Following on from a recent draft document calling for input from the industry, the Registrar has now published a directive on the maximum causal event charges which may be deducted under Part 5A and 5B of the Regulations issued under the Long-term Insurance Act.
Background
The Statement of Intent, signed in 2005, aimed to address transparency and unfair deductions from contractual savings products. The industry undertook, in the Statement of Intent, to abide by agreed maxima on the occurrence of certain contractual events prior to the completion of the policy term. The Regulations were amended in December 2006 and January 2009, respectively, to give effect to the Statement of Intent.
The agreement led to the industry calculating unfair deductions as far back as 2001, and refunding affected clients.
From a number of rulings by the Pension Fund Adjudicator, and recently also the FAIS Ombud, it became apparent that certain insurers were acting in a manner which was inconsistent with the spirit, intent and purpose of the Statement of Intent and the Regulations. The Directive states, interestingly enough, that these actions are also not in line with the fair outcomes for customers envisaged in terms of Treating Customers Fairly (TCF) principles.
The purpose of the new directive is to address these anomalies.
Application of the Regulations
The Directive then sets out how the quantum of causal event charges should be determined:
Insurers may deduct a causal event charge each time that a causal event takes place. However, to give effect to the purpose of Part 5 of the Regulations, insurers must adhere to the following principles:
- When calculating causal event charges, the insurer must take into account the cumulative effect on a policy’s investment value of charges that have already been deducted in respect of previous causal events;
- On the occurrence of a second or subsequent causal event on a policy, the causal event charge for that second or subsequent event must therefore be determined taking into account the cumulative effect of that charge and all prior causal event charges on the policy’s investment value;
- More particularly, the insurer must ensure that the cumulative effect of multiple causal event charges during the life of a policy does not result in the policy’s investment value at any time being reduced by a greater proportion than would have been the case if, at the time of the first causal event, the maximum causal event charge had been deducted.
Affected product providers are called upon to adhere to these principles. Those who have previously applied Part 5 of the Regulations in a manner inconsistent with the Regulations and this directive are required to do the following:
1. For every policy that has not come to an end subsequent to the happening of a causal event, adjust the investment value of the policy in accordance with the principles. Certain time frames and events are specified. The adjustment must be made no later than the earliest of the following events in relation to the policy concerned
2. Where a policy has come to an end, and a complaint regarding the investment value as at the date the policy came to an end is received from the former policyholder, irrespective of the complaint being received directly from the policyholder or via the financial services provider of the policyholder, the Pension Funds Adjudicator, the Ombud for Financial Services Providers, the statutory ombud or any other ombud, determine the amount that would have been payable if the investment value had been determined in accordance with the above principles, and pay the policyholder any resultant shortfall.

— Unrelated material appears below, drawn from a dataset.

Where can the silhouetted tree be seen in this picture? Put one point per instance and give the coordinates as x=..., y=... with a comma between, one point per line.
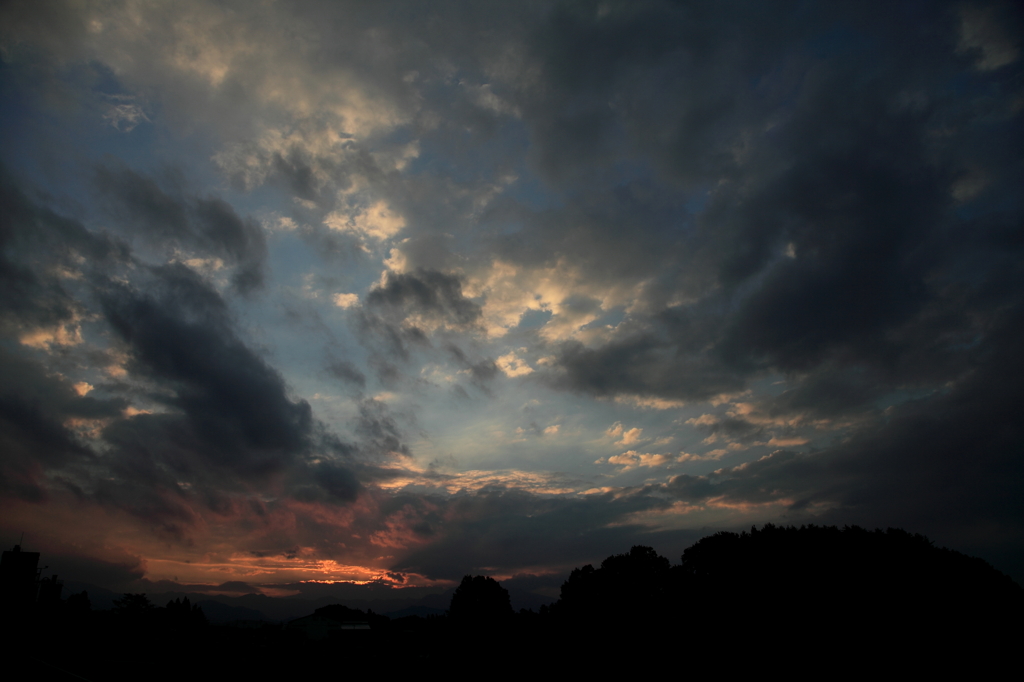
x=480, y=601
x=630, y=588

3. Improved monitoring and oversight controls must be implemented immediately to ensure, pending the rectification of operating systems (where necessary), that the insurer adheres to the Regulations and this directive.
4. The Registrar, to facilitate compliance with the Regulations or this directive, may direct an insurer to provide information on affected policies and to take such measures as may be necessary to rectify any non-compliance with the Regulations.
Failure to comply with the Regulations or this directive may be referred to the Enforcement Committee of the Financial Services Board.
The Registrar indicated that it intends to follow up the publication of this Directive with required reporting by insurers on their compliance therewith, as well as an independent audit of the responses to ensure that there is not systemic non-compliance or serial errors. Where it appears that there are problems, the Regulator may call for a complete audit.